Is there a catalog of all data that could possibly be available (for
instance, the mw.session cookie), along with where it is logged, for
how long, and where in various toolchains it gets stripped out?

Not to my knowledge. So, in terms of /readers/, we deliberately have very little. Possible vectors I'm aware of:

-the mw.session cookie. This is stripped out of varnishlog before it even gets to the analytics machines, so presumably doesn't make it past udp2log.
-EventLogging data. For example, data to test how our caching or module storage is working. We've got some of this for the time period I analysed, and I'm planning on using the module storage data to test the algorithm, since it contains a unique identifier independent of IP/UA. This sort of information is gathered for specific tasks, though, rather than by default, which I'm kind of happy with: if the existing algorithm is valid I don't really want to see more PII in our logs.
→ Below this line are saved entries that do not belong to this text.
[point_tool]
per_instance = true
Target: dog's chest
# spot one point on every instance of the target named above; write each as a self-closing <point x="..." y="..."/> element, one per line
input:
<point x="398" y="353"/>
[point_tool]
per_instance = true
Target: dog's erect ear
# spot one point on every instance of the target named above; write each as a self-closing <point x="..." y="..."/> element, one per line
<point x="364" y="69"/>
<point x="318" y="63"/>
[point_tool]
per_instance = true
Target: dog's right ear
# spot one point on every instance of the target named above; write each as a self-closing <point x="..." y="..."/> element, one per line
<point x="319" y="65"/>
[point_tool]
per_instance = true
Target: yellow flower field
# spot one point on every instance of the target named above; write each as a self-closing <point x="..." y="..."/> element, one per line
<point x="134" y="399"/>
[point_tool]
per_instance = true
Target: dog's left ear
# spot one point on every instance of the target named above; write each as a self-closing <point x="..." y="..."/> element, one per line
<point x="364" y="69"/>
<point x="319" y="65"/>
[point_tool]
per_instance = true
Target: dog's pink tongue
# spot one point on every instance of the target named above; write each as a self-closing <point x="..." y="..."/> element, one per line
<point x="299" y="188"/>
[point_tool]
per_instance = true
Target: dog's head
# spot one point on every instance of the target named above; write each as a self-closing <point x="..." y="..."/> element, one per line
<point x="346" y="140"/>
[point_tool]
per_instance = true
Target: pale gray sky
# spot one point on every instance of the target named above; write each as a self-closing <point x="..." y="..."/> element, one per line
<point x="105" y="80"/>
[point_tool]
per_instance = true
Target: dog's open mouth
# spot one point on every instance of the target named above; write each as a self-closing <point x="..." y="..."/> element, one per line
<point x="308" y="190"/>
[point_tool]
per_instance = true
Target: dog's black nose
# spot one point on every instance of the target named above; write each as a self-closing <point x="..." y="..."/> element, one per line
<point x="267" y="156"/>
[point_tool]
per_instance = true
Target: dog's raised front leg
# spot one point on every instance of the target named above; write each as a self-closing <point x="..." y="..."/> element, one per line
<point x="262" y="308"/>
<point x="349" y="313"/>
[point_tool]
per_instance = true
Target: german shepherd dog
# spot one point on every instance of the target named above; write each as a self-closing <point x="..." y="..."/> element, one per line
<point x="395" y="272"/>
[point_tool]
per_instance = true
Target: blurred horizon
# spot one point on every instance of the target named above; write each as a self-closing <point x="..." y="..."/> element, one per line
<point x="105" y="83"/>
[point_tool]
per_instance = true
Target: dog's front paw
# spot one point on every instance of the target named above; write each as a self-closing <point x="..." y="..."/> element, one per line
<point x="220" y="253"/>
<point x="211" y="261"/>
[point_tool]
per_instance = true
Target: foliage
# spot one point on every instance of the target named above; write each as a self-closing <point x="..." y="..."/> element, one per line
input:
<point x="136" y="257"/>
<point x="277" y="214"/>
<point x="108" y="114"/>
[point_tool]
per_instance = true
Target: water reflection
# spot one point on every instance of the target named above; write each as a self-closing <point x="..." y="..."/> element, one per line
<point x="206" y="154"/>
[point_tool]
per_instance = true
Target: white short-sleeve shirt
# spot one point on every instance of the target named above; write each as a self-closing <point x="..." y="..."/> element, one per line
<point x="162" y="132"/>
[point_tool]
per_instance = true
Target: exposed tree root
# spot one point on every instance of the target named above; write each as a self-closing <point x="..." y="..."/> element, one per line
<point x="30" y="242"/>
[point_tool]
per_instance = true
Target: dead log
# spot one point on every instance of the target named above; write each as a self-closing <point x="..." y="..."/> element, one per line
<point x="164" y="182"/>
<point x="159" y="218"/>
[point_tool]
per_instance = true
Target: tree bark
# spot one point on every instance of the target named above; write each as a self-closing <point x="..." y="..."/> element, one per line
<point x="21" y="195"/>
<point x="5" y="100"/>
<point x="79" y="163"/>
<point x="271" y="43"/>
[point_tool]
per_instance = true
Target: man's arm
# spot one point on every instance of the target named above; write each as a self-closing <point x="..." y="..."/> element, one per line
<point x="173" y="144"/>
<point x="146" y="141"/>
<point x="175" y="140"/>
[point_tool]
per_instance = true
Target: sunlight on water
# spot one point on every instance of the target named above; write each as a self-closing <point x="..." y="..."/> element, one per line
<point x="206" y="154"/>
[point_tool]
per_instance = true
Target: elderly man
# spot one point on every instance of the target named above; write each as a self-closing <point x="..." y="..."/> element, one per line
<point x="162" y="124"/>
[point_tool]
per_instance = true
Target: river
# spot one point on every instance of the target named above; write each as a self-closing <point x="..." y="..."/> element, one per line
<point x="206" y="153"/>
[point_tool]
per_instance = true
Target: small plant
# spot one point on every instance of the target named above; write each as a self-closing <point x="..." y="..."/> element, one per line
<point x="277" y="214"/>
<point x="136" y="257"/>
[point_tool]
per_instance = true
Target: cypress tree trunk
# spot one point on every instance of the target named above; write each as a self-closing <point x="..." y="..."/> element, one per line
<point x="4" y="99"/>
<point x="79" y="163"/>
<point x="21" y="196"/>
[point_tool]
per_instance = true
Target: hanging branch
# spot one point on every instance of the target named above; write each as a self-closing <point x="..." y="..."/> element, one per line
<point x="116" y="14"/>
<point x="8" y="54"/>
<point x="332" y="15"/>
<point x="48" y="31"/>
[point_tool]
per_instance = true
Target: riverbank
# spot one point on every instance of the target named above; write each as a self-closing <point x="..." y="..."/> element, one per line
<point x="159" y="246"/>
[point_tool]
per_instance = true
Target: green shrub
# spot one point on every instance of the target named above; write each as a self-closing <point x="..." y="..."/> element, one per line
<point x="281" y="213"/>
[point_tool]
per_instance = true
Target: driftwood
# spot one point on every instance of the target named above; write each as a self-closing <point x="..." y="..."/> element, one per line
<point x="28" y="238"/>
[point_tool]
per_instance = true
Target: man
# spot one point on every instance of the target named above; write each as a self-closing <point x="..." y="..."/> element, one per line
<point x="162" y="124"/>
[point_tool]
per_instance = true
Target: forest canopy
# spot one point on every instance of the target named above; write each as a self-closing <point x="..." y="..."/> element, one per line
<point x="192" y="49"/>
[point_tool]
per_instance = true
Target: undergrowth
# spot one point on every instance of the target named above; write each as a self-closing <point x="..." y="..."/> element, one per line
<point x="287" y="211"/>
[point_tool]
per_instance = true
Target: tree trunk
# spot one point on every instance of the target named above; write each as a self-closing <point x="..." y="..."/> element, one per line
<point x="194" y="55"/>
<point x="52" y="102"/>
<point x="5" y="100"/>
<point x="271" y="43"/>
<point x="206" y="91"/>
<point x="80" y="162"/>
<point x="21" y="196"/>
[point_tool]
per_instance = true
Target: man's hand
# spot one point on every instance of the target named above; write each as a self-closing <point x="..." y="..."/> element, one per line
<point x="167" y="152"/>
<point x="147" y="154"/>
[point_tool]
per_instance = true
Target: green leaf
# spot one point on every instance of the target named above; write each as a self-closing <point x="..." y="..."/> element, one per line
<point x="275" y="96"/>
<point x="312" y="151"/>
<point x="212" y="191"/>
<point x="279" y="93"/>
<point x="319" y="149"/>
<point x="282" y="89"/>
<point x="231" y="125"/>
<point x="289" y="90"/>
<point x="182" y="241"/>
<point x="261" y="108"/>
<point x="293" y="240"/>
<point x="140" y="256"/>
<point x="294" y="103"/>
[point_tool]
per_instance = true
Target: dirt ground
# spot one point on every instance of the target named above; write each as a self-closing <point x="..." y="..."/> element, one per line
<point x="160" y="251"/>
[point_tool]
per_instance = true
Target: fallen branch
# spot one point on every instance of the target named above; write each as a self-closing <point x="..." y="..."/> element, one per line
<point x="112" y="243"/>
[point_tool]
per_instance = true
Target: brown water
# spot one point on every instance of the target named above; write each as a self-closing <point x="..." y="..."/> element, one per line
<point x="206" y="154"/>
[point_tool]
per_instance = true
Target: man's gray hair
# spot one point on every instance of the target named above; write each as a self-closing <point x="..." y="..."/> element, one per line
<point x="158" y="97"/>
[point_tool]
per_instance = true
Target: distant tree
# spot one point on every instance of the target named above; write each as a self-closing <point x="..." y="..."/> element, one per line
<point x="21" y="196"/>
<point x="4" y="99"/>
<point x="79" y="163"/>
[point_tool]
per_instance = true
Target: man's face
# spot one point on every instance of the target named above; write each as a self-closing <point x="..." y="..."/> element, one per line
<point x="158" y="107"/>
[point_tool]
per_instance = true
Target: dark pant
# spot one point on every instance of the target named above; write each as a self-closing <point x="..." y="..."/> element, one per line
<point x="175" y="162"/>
If not, eh, we'll assess how important session data is outside of academia.
-the UA/IP/lang data
-...that's it.

Obviously these are "vectors I'm aware of" - I am fully open to being corrected by someone more informed than myself.
 
Related lists could be useful for planning:
* Limitations our privacy policies place on data gathering (handy when
reviewing those policies)
Indeed; the analytics team is working out how we address data retention as we speak.
* Studies that are easy and hard given the types of data we gather
* Wishlists (from external researchers, and from internal staff) of
data-sets that would be useful but aren't currently available.  Along
with a sense of priority, complexity, cost.
Yep, these thought experiments are being factored into our data retention discussion.